I’ve been away for a while, both from this blog and from home. I know you’ve been wishing I was here posting my thoughts and sending them out to the interwebs. There was nothing that could be done though, I was just too busy with all kinds of wild and crazy things. What wild and crazy things, you say? Here’s an incomplete list:
- Eating fancy donuts in New York from a food truck I’d been trying to find for literally years. I think this means I’ve accomplished all I can this summer.
- Eating non-fancy but delicious bagels in New York, because New York.
- Eating bad fake meatloaf in San Francisco. I thought San Francisco was supposed to be the hipster capital of the country, but I was wrong. Turns out, it’s mostly just people who think they’re modern geniuses.
- Eating great tacos in San Francisco. I considered smuggling the tortillas home with me but they snuck into my belly too fast.
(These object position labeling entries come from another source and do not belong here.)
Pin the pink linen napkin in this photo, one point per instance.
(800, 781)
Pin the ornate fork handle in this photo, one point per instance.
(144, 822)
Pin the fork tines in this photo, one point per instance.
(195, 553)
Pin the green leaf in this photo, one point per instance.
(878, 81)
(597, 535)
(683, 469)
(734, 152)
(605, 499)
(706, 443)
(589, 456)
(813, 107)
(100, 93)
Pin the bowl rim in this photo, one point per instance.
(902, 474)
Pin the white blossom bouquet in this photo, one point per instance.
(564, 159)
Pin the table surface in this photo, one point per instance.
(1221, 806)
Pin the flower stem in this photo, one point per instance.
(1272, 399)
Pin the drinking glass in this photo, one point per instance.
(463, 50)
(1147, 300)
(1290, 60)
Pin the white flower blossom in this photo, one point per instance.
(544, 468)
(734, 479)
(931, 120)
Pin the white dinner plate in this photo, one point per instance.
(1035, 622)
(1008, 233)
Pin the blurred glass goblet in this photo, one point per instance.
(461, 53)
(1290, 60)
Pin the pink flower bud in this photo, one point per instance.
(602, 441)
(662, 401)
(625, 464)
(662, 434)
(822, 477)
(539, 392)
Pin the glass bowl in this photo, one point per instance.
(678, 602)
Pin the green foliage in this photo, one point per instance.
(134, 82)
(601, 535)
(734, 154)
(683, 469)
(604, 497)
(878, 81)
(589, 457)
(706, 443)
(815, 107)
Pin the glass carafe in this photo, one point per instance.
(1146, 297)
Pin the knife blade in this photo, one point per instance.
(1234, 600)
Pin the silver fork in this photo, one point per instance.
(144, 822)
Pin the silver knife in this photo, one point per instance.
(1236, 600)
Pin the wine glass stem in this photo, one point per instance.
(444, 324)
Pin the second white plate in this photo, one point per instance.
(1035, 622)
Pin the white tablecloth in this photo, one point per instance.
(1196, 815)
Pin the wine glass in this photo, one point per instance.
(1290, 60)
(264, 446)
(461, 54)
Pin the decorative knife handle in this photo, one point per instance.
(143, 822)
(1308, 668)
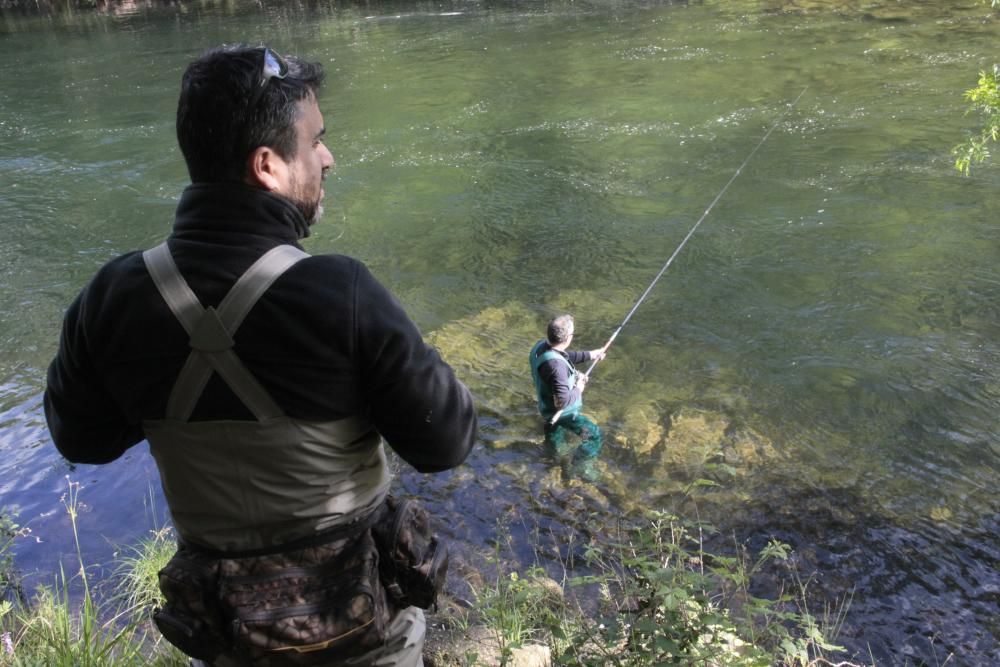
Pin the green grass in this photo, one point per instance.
(651, 595)
(655, 597)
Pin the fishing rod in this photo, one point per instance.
(690, 233)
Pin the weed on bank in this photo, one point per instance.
(652, 596)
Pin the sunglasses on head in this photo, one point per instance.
(274, 67)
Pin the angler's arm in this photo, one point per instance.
(418, 405)
(86, 424)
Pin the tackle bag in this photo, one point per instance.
(301, 606)
(413, 563)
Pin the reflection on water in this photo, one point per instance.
(825, 348)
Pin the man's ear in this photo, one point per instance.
(265, 168)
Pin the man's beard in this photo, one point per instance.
(312, 211)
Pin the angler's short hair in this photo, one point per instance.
(559, 329)
(224, 113)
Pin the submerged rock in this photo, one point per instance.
(695, 437)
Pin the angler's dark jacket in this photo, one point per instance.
(326, 340)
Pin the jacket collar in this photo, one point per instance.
(241, 209)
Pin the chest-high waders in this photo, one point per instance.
(235, 485)
(571, 419)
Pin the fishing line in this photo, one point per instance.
(690, 233)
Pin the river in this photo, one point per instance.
(831, 332)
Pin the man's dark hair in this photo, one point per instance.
(218, 122)
(558, 329)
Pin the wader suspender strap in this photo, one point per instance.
(211, 330)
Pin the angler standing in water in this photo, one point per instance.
(560, 396)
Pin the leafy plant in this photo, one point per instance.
(985, 99)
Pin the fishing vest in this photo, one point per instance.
(240, 485)
(546, 401)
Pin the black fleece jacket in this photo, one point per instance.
(327, 340)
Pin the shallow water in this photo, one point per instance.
(830, 331)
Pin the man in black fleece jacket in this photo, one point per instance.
(326, 342)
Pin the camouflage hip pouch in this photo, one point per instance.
(303, 606)
(413, 562)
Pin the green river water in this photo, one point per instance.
(831, 333)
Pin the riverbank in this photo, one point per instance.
(650, 596)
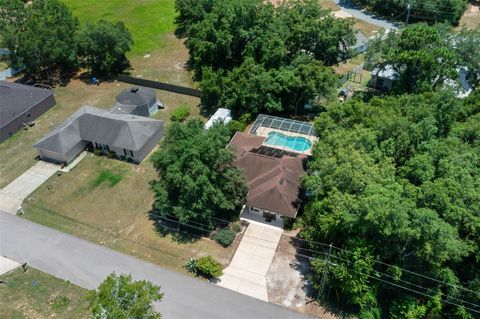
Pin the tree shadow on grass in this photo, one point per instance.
(179, 233)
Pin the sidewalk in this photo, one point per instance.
(12, 195)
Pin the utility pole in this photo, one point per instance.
(409, 6)
(325, 273)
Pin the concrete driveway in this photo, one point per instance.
(12, 196)
(87, 264)
(248, 269)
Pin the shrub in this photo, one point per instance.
(209, 267)
(192, 266)
(224, 237)
(180, 114)
(236, 227)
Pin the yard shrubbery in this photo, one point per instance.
(206, 267)
(180, 114)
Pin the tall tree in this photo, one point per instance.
(102, 46)
(119, 297)
(278, 54)
(197, 180)
(467, 45)
(395, 181)
(45, 41)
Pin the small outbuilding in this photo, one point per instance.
(221, 115)
(137, 100)
(383, 78)
(20, 105)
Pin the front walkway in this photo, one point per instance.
(12, 196)
(247, 272)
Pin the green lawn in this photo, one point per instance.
(34, 294)
(106, 201)
(147, 20)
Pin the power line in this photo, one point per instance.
(406, 282)
(294, 254)
(389, 265)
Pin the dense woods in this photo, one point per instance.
(252, 57)
(396, 181)
(197, 181)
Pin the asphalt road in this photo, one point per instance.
(87, 264)
(359, 13)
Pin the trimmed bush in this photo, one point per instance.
(224, 237)
(180, 114)
(191, 265)
(236, 227)
(209, 267)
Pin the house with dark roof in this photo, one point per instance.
(20, 105)
(130, 137)
(273, 170)
(137, 100)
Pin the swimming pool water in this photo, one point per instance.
(296, 143)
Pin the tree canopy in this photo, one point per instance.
(41, 36)
(197, 180)
(394, 183)
(102, 46)
(253, 57)
(119, 297)
(421, 55)
(426, 10)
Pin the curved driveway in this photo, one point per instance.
(87, 264)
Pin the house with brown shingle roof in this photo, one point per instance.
(273, 178)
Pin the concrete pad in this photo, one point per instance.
(30, 180)
(248, 269)
(9, 203)
(340, 14)
(7, 265)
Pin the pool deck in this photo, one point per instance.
(264, 131)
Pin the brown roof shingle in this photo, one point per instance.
(273, 182)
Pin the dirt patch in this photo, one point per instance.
(471, 17)
(286, 281)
Ok, let’s be honest here. I’ve been doing a lot of eating. We can move on. Here are some non-food related activities:
- Binge-watching a great show on Netflix about people getting sucked into an alternate universe. Consequently, watching the lights flicker in my house suspiciously.
- Catching Pokemon, obviously.
- Avoiding a stranger who decided he’d like to take a walk with me for “no reason.” I don’t think so, stranger. I know that reason and I’m not about to get kidnapped by some creepy dude. ABV. (That means Always Be Vigilant. I made it up just now but it’s legit.)
- Spending the night at the St. Louis airport, freezing and uncomfortable. Then spending the day in my tiny house, warm and cozy.
- Melting away in the swamp that is my city. For some reason, this melting isn’t helping me get in any better shape.
- Fighting the final throes of a battle against a nerve-attacking bacteria that really wanted to make its way to my brain. After the donuts, this is probably my second biggest accomplishment of the summer.
- Planning an end-of-summer trip for Dave and I to check out from the world and wander the forests of the Pacific Northwest like dirty hippies.
- Avoiding aggressive raccoons. Don’t worry, full story on these dangerous beasts to come.
So that’s just a snippet of what’s been keeping me from the internets these past couple weeks. Luckily, I’m now home and attached to technology, so here I am. You can end all hunger strikes and search parties. If you didn’t even noticed my absence, congratulations on having a full and adjusted life. You don’t have it rub it in by gloating to the rest of us. Jeez. Show a little compassion.